‘Singing’ in the Rain’ @ Birmingham Hippodrome

 

Having been indoctrinated on 50s films by my mother (and beginning to realise she was right about them being brilliant), I booked a birthday trip to the tour of ‘Singin’ in the Rain’ at the Birmingham Hippodrome. Having heard about the gallons of rain used in every performance, I was definitely intrigued as to the style of this performance.

As expected, it stays true to the film; I’m not sure it would ever work having an individual or modern take on such a classic film. Don Lockwood was classically gorgeous, Cosmo was the perfect comic best friend, and Lina Lamont was just spectacular. The only character I perhaps had some doubts over was Kathy Seldon initially, but I warmed to her throughout. I think it’s probably my own fault; I expected Debbie Reynolds in her calm sophistication, and considering Kathy is the antidote to Lina, the original scenes with her in the musical were a bit too high pitched and frantic to really capture that. However, this did evolve throughout to present a Kathy we fell in love with, just as Don does, through her humility and grace in the face of the dog-whistle-resembling tones of Lina Lamont.

And it doesn’t seem right not to shine a light on Lina and Cosmo – by far they were my favourite actors in the troupe. Lina and her hilarious attempts to say ‘can’t’ was spot on in creating this caricature of a Hollywood starlet who is betrayed by advancing technology.
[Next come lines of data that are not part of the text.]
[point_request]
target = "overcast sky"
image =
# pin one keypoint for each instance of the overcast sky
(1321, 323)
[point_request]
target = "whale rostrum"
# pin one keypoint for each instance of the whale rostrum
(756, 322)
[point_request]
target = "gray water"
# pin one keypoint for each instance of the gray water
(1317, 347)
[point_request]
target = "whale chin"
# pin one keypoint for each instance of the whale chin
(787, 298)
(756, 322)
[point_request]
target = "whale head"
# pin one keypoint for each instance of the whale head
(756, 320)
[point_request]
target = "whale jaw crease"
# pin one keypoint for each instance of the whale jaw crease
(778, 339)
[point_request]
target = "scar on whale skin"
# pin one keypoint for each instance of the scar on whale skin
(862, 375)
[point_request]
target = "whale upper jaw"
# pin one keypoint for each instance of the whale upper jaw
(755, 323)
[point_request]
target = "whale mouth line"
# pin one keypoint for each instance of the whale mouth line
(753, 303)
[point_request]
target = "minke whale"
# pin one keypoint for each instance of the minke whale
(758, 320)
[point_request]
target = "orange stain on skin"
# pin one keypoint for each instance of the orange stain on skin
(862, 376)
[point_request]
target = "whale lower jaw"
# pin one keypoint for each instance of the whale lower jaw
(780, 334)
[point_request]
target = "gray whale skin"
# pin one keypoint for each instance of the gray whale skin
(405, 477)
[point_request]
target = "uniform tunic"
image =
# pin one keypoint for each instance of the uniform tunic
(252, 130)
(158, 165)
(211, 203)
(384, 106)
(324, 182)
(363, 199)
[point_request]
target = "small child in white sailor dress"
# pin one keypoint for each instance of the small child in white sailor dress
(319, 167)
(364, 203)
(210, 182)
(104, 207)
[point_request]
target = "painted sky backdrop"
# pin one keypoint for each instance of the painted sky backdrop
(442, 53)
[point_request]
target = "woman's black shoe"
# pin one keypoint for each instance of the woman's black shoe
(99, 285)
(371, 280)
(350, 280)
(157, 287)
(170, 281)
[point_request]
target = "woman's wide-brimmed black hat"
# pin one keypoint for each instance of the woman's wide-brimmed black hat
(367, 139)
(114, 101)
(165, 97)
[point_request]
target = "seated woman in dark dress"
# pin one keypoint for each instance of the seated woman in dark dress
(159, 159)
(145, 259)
Likewise, Cosmo was a star in his own right, not at all reliant on Don in providing comedy gold – the only one able to get away with openly mocking Lina, and the one able to make light relief of what could be overly-serious moments. His rendition of ‘Make ‘Em Laugh’ was so well staged, everything knitted together to perfection in order to appear ridiculous and well-crafted simultaneously.

The rain sequence was also spectacular (although I wouldn’t have wanted to be in the front row!). As with every number, the choreography was superb – I’ve never enjoyed tap-dancing so much! Sometimes there were elements of the modern thrown in which, from my points of view, I wasn’t as keen on when I was looking for the 1920s glamour. Overall, though, it was evident that every movement on that stage had been considered and purposefully crafted to an element of near perfection.

The magic and splendour of the original ‘Singin’ in the Rain’ was definitely recaptured on stage at the Hippodrome to spectacular effect – if you have the chance, say good evening (and good morning!) to the musical as it sings through rain and shine!